A partir dos 65 anos, os especialistas em longevidade confirmam: este movimento previne fragilidade

Há momentos em que a fragilidade parece espreitar o corpo, como aquela sensação de que o equilíbrio teima em escapar numa simples ida à rua. Com os anos a somar-se, aquele passo ligeiro que antes parecia natural pode tornar-se cauteloso. É surpreendente como o movimento certo, ainda que suave, pode mudar esse panorama e trazer uma força renovada que nos sustenta no dia a dia.

Um segredo revelado pela ciência: mexer para proteger o corpo depois dos 65

Aos 65 e muitos outros, é comum ouvir falar no risco da fragilidade, que não é só uma preocupação física, mas uma ameaça à autonomia e à alegria das pequenas rotinas. A boa notícia? A ciência da longevidade está a mostrar que o corpo não é um destino selado — o movimento é, na verdade, um dos melhores caminhos para manter o vigor. Um estudo que acompanha pessoas após os 65 anos encontrou que práticas regulares de atividade física moderada, como caminhadas diárias, Pilates ou até simples exercícios de alongamento, fazem maravilhas para prevenir o declínio muscular e ósseo. Um exemplo simples: aquele passeio que muitas de nós já fizemos no Parque das Nações ou numa esplanada de Lisboa, quando transformado em ritual, pode ser um escudo eficaz contra a fragilidade.

Como o músculo se torna nosso melhor aliado

O músculo não é apenas uma boa forma, é literalmente o nosso maior reservatório de saúde e independência. Aos 65, o corpo começa a perder massa muscular naturalmente, num processo chamado sarcopenia, que acelera se não estivermos atentas. Mas descobri que mexer os músculos, mesmo que devagar, ajuda a manter essa estrutura vital. Encontrar prazer numa dança suave, nos esticões ao acordar, ou naquele pequeno circuito de exercícios que se faz em casa, é fundamental. A força muscular protege contra quedas e mantém-nos a andar com confiança. Não é sobre competir, é sobre cuidar da nossa base.

A cabeça não fica de fora: movimento e saúde mental andam de mãos dadas

Não é só o corpo que se beneficia. O movimento estimula a mente, reduz o stress e a ansiedade — companheiros frequentes em idades mais avançadas. Digo isto porque já vi amigas transformarem a inquietação e a tristeza com pequenas caminhadas ou mesmo simples exercícios respiratórios. Uma conversa recente com uma amiga psicóloga explicou-me que a circulação melhorada e a libertação de endorfinas geram uma sensação de bem-estar natural.

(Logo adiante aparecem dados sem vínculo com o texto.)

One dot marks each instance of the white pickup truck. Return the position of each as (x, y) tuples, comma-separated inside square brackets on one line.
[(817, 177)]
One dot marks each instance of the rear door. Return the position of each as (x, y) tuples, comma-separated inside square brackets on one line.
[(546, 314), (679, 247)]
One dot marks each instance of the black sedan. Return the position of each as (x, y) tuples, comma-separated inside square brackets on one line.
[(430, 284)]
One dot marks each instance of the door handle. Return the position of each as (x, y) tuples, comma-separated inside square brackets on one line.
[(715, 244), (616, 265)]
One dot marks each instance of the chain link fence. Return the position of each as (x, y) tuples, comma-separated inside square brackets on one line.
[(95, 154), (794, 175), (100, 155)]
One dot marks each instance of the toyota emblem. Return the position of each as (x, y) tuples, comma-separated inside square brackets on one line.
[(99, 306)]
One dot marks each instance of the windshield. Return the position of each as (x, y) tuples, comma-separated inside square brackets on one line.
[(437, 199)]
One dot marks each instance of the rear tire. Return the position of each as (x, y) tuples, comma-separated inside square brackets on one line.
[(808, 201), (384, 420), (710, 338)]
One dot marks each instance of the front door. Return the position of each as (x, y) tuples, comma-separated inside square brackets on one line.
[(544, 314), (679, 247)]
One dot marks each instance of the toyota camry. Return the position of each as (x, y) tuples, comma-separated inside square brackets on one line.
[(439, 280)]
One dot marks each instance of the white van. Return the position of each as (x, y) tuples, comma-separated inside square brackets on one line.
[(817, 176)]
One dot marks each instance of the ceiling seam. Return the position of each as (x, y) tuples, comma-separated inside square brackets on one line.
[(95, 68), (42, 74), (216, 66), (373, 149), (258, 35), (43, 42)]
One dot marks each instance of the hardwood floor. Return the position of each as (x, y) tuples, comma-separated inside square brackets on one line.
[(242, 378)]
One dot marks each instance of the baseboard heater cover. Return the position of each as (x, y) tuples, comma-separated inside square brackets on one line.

A longevidade passa também por estes pequenos momentos de cuidado mental, onde o movimento se torna um gesto de amor por nós próprias.

Ritualizar o movimento para o dia a dia

Como em qualquer coisa que queira durar, mais eficaz é criar uma rotina onde o corpo se mexe sem pesar. Estar em contacto com a natureza — seja pelos jardins de Monsanto ou um passeio ao fim do dia — ajuda-nos a manter a regularidade e renovar as energias. Incorporar alongamentos ao acordar, inventar pequenos desafios pessoais, como subir escadas em vez de usar o elevador, ou passear um pouco mais longe do habitual durante a ida ao café, são truques simples que ganham grande peso na prevenção da fragilidade.

Movimento que previne a fragilidade: lista de gestos que podem fazer a diferença

  • Caminhadas diárias: afastam o risco de declínio muscular e estimulam a circulação.
  • Exercícios de resistência suave, como Pilates ou yoga: fortalecem a estrutura muscular sem agredir as articulações.
  • Alongamentos matinais: acordam o corpo e previnem rigidez.
  • Atividades ao ar livre: estimulam o corpo e a mente, melhorando o humor e o sono.
  • Desafios simples como evitar o elevador, escolher escadas ou carregar sacos moderadamente para manter a força no dia a dia.

É fascinante perceber que, nos anos que se seguem ao 65, o movimento não é uma tarefa, mas sim um gesto de cuidado que reforça a nossa autonomia e dá um sentido de liberdade renovado. Nem sempre é fácil colocar o corpo em movimento, especialmente quando a rotina parece pesar. Mas às vezes, basta uma troca de passos com uma amiga, um pequeno desafio pessoal, ou a simples vontade de não perder o que ainda estamos a construir connosco mesmas para sentir que vale a pena.